Primeiros passos com Opentelemetry: Tudo (ou quase tudo) que você precisa saber
Sumário
- O que é o OpenTelemetry?
- Quais os componentes do OpenTelemetry?
- Tail Sampling Processor
- Segurança e dados sensíveis (PII não é opcional)
- Certificados, Keycloak e OpenID
- OpenTelemetry Collector Builder (OCB) e Load Balancing Exporter
- Cardinalidade: Os 10 mandamentos para quem começa
- Dica de ouro
Ao final da escrita me dei conta que fiz um tcc, por isso o sumário hahaha
O mundo da telemetria te oferece muitas possibilidades de coleta e transformação de dados. Antes de usar e listar pré-requisitos para começar a brincar nas instrumentações é importante saber a estrutura e objetivo do framework. Já deixo aqui meu profundo agradecimento ao Juraci Paixão Kröhling, Danilo Háwila e Marilya Gutierrez. São minhas referências de aprendizado contínuo com telemetria e indico totalmente para quem está começando.
Outra sugestão, caso se interessem é o livro Learning OpenTelemetry - Setting Up and Operating a Modern Observability System, foi escrito pelos co-fundadores Ted Young e Austin Parker do opentelemetry e tem uma linguagem muito bacana para explicar como os desafios foram pensados para que entenda como utilizar em aplicações modernas. Inclusive, irei apresentar insights referenciando-o nesse artigo.
1. O que é o Opentelemetry?
Trata-se de um framework de observabilidade, explicando for dummies, um esqueleto de código personalizável que irá receber telemetria, modificar, e enviar de forma segura para uma central de recebimento (backends como Grafana, Datadog, Dynatrace, Splunk, Jaeger…etc), que normalmente armazenam em um storage (s3, minIO, RustFs…) e possuem um frontend para tu criar alertas, dashboards, calcular sli, slo de forma correlacionada a fim de compreender o comportamento dos eventos gerados da sua aplicação.

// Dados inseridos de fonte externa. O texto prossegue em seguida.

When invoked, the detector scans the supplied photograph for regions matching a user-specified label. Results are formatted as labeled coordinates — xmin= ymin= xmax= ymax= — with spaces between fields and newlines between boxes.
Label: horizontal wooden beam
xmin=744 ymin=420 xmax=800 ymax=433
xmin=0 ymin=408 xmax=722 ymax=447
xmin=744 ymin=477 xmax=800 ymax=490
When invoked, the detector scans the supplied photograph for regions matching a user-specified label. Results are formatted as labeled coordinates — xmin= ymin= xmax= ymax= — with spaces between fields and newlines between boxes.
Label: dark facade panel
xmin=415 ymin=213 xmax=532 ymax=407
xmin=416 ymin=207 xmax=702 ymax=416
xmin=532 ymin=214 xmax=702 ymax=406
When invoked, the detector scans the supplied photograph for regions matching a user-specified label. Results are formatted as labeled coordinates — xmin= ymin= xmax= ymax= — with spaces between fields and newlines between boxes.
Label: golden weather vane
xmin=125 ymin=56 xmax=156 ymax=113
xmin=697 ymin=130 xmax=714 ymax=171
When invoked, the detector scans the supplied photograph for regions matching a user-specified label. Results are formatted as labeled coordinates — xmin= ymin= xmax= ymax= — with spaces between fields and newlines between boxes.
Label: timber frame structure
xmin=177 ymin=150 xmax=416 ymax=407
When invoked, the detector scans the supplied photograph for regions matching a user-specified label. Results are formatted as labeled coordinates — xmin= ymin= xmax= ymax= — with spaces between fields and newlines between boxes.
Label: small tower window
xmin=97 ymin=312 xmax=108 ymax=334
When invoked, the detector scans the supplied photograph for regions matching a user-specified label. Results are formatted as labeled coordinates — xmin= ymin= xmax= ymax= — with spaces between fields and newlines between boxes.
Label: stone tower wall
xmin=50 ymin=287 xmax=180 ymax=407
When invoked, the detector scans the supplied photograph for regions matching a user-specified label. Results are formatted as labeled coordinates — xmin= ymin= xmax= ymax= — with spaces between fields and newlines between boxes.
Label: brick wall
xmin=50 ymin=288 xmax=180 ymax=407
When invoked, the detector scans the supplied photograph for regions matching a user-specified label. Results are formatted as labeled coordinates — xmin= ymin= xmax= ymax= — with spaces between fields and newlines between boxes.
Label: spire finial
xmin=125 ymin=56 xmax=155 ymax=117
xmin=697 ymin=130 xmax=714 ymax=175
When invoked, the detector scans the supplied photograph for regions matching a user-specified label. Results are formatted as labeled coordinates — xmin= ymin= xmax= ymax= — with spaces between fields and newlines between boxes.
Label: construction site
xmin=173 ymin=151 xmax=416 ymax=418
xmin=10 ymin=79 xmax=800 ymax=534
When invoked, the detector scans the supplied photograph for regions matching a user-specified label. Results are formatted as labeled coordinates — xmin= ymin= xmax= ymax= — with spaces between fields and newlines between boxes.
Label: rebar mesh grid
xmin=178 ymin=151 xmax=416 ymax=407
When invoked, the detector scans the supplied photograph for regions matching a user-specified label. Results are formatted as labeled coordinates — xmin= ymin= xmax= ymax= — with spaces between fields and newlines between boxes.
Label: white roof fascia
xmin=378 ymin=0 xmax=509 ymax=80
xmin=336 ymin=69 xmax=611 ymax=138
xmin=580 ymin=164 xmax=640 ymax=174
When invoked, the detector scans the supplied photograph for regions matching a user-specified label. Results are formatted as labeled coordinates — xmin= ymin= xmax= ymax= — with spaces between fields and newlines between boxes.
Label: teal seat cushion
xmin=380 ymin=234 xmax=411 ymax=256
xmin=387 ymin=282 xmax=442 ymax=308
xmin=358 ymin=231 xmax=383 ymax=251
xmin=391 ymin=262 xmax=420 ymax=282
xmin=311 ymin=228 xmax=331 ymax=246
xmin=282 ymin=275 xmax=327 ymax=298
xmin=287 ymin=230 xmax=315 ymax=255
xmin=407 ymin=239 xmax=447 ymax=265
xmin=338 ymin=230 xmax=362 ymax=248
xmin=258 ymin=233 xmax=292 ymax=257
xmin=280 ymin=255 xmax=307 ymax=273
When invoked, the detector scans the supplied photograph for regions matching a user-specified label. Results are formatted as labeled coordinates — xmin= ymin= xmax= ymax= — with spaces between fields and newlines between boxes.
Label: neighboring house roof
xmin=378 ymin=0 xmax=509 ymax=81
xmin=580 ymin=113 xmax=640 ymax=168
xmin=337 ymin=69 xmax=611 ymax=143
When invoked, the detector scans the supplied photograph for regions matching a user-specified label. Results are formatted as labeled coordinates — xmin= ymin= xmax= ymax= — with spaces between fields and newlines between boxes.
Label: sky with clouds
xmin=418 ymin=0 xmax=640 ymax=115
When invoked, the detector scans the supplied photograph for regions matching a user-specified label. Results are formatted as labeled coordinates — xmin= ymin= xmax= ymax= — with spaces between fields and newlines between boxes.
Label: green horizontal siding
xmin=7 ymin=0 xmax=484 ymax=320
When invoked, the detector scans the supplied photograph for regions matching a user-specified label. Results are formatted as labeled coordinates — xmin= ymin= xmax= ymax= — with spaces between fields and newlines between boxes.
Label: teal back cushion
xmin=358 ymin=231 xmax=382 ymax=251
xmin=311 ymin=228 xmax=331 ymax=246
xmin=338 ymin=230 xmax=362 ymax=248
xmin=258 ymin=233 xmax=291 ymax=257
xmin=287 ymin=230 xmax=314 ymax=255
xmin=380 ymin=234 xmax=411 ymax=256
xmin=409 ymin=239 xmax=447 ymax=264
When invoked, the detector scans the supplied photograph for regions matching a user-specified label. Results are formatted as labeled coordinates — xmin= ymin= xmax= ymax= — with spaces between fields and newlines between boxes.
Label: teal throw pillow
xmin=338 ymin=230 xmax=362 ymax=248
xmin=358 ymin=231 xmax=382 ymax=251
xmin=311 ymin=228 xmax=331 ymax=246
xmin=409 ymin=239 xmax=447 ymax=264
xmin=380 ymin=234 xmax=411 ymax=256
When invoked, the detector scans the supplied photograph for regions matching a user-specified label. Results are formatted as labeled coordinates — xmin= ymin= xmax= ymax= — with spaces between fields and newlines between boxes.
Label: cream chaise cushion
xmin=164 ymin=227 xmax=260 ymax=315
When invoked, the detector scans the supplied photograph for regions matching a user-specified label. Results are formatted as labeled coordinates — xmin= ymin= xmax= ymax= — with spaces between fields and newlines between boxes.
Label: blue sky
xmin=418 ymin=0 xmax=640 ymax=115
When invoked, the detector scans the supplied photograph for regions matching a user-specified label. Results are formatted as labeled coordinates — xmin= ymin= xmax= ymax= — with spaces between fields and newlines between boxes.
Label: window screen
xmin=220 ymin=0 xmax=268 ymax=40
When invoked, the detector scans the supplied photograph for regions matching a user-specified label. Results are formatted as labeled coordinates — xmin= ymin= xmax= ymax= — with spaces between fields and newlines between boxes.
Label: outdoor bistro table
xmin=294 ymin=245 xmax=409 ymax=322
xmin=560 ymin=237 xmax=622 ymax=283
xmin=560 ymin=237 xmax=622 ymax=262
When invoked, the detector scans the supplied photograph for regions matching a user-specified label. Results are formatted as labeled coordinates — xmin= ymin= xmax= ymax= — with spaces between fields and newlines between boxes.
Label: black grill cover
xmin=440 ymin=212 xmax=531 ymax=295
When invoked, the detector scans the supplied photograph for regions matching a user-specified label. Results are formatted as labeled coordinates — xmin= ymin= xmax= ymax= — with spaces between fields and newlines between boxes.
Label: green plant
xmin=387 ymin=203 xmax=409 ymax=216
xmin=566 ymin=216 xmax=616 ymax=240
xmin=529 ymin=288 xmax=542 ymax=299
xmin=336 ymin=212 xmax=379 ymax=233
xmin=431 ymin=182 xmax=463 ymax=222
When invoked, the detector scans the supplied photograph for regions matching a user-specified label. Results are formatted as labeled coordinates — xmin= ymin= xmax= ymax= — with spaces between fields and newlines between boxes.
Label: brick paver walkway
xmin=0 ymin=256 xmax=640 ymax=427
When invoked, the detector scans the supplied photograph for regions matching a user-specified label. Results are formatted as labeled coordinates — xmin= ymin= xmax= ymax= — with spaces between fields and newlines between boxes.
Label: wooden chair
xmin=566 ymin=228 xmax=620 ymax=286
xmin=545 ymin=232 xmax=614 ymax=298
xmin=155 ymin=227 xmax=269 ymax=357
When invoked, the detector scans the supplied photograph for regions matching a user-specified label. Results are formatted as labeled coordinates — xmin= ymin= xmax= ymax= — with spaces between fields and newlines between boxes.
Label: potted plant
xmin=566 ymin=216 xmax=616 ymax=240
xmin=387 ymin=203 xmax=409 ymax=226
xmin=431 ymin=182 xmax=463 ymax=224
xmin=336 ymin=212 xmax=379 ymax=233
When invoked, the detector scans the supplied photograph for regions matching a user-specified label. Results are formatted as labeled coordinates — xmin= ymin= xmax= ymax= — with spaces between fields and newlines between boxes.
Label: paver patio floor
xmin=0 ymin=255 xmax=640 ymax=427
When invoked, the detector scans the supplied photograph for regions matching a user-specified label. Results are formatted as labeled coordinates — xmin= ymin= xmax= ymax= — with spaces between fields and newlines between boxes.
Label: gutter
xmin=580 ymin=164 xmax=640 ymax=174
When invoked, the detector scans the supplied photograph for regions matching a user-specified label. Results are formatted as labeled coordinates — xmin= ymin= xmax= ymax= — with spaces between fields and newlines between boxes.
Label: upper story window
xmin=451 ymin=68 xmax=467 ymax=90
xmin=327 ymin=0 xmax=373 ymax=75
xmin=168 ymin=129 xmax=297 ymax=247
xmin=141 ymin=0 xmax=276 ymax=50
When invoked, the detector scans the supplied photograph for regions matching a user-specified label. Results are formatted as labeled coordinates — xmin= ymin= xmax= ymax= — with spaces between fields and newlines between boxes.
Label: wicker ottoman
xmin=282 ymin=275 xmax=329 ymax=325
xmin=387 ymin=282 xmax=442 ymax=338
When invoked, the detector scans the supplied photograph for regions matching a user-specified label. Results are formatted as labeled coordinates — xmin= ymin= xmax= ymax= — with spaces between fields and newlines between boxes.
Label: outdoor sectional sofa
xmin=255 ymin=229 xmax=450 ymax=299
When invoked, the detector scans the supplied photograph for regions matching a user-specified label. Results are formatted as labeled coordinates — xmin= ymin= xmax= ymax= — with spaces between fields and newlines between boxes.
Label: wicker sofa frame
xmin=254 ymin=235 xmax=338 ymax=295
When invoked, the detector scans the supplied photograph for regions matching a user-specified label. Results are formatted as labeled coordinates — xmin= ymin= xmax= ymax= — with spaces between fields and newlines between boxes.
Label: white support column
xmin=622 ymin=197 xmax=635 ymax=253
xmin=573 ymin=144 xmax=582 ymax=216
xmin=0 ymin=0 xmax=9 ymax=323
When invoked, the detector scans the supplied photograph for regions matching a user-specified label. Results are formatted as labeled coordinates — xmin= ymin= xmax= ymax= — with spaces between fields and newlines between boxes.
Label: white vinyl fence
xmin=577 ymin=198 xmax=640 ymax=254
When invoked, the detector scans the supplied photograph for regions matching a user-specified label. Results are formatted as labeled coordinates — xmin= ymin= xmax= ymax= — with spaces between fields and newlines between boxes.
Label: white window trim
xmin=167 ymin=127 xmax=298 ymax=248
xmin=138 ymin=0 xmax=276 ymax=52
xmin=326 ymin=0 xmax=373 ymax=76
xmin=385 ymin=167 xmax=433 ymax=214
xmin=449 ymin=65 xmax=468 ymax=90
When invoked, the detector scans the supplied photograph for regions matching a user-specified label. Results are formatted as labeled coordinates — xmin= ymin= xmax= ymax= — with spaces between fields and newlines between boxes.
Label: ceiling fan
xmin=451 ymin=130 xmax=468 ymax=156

Utiliza o modo event-driven (envio por eventos) e seus dados são enviados em tempo real.
Uma analogia criada por Marilya Gutierrez para melhor fixação é o Cabo C, ele é universal para carregar diversos tipos de celulares (enviando telemetria para diversos tipos de backends) e possui o USB que seria sua aplicação enviando a telemtria. Isso revela o diferencial do OpenTelemetry, ser agnóstico. Ele é compatível com os backends de observabilidade tirando o lock-in, que é a venda de produtos com agents proprietários pagos. Caso queira mudar a solução, basta editar o apontamento e não fazer o retrabalho de tirar o agent e instrumentar novamente. Assunto sensível em aplicações críticas.
Para começar a diversão, segundo as definições de Ted Young e Austin Parker em 2024 na obra citad acima, temos os 3 pilares de observabilidade:métricas, logs e traces e cada um deles é composto pelas etapas abaixo, e dessa forma o opentelemetry se comporta:

Fonte: Young, T., & Parker, A. (2024). Learning OpenTelemetry: Setting Up and Operating a Modern Observability System. O’Reilly Media. ISBN: 978‑1‑098‑14718‑1.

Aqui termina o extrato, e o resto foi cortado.